In his most discursive moments, Trump has suggested he could “live with” a one-state or two-state solution, but officially, the administration remains committed to two states, more or less. Shaul Arieli, a retired colonel in the Israel Defense Forces and leading expert on Israeli-Palestinian territorial affairs, points out in a future report from the Israel Policy Forum that the peace plan devised by Jared Kushner that the administration launched earlier this year uses “key terms that were common during the preceding diplomatic process,” including “two states.” “However, it interprets these terms in a way that contradicts everything discussed and agreed by the parties and the international community (led by the United States) before their publication.” In other words, the Trump-Kushner plan still calls itself a “two-state solution,” but it would leave Palestinians with limited administrative sovereignty over non-contiguous territory completely surrounded by Israel.
As a “peace plan,” the Trump-Kushner effort was killed on arrival, as Palestinian leaders, who have not engaged with the Trump administration since their decision to move the United States Embassy to Jerusalem in 2018, they didn’t even consider it. Arieli suggests that the true purpose of the plan was not to resolve the conflict, but “to formalize the existing situation, where there are two different legal systems in the same area on the basis of ethnic criteria, and to compound this by allowing an annexation that would create a reality of apartheid. “
Netanyahu’s annexation movement would have threatened the current situation, he would undoubtedly face an international backlash if not at the end of Palestinian security cooperation, which is why even many strident Israeli hawks in the United States opposed it.
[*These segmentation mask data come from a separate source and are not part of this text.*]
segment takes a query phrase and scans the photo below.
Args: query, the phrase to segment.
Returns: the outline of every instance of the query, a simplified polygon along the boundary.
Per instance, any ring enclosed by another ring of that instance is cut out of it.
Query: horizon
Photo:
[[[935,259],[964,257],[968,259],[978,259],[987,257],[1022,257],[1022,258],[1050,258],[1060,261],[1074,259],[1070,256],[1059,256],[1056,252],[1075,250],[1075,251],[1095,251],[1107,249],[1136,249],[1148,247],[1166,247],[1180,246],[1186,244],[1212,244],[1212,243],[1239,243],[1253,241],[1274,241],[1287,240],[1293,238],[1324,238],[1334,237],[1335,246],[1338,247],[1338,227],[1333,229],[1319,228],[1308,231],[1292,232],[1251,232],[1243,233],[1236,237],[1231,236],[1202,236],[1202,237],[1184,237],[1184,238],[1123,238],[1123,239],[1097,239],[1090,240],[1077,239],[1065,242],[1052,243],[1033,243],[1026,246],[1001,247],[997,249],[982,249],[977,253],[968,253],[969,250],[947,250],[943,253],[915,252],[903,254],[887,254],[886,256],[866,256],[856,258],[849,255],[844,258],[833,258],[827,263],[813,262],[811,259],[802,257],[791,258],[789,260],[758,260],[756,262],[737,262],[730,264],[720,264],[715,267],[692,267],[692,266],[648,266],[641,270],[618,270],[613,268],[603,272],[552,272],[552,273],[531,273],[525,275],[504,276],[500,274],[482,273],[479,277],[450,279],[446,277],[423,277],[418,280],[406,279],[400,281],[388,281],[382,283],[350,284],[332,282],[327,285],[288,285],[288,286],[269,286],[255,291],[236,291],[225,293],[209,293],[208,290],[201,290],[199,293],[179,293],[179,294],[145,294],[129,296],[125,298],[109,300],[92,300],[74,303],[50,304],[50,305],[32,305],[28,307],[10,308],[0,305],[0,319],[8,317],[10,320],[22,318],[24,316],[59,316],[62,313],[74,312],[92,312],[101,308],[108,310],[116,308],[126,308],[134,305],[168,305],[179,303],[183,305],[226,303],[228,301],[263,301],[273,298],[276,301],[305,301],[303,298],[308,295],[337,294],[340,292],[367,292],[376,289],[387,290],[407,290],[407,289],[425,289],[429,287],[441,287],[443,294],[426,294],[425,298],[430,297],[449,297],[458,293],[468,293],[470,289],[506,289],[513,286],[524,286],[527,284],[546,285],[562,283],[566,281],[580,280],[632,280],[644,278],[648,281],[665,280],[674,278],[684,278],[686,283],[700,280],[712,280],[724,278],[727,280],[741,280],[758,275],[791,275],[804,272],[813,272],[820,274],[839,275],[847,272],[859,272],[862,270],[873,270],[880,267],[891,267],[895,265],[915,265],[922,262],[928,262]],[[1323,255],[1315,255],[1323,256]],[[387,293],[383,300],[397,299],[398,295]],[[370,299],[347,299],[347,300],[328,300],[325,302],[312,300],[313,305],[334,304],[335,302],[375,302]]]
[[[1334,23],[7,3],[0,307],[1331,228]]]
The fact that the Trump administration, which has given the Israeli government the green light on almost everything it has wanted to do, appears to have slowed down the Israeli plan, or at least stopped supporting it, indicates how difficult it is to challenge the paradigm of two states, even if it is simply a rhetorical framework rather than an actual political intention.
Proponents of a two-state solution have been warning for years that it is about to become impossible, raising the question of when it will be too late and what could end it.
Netanyahu’s annexation plan, which may have involved up to 30 percent of the West Bank, could have been a turning point. But even under the status quo, Beinart and others argue that the growth of Israeli settlements has already made two states unfeasible. “Two states could have been the beginning of a more durable solution. We will probably never know because, in the decades since the Palestinians accepted a West Bank-based state, Israel has made this impossible, ”he writes.
Others, like Arieli, claim that we have not yet reached a tipping point and that we will not do so anytime soon, that most of the growth of the Israeli Jewish population in the West Bank has occurred in a couple of large settlements near the separation boundary, which means most demographic problems. it can be solved by relatively small exchanges of land.
This is very optimistic. As Beinart suggests, a binational state between the Jordan River and the sea will resemble contemporary Northern Ireland, hardly a model of effective governance, rather than Yugoslavia in the early 1990s or Lebanon in the 1980s.
The two-state solution has persisted as a dominant paradigm largely because no one has had a better idea. Polls show that support in the region has fallen precipitously in the past decade, to 49 percent among Israelis and 43 percent among Palestinians, but that support for alternatives that include a binational democratic state, annexation without full rights to the Palestinians and the expulsion of the other even lower group poll.
Efforts need to be made to explore some of the less terrifying alternatives, as well as challenges to community orthodoxy in the peace process. But until there is political will to challenge the status quo, all solutions are equally academic.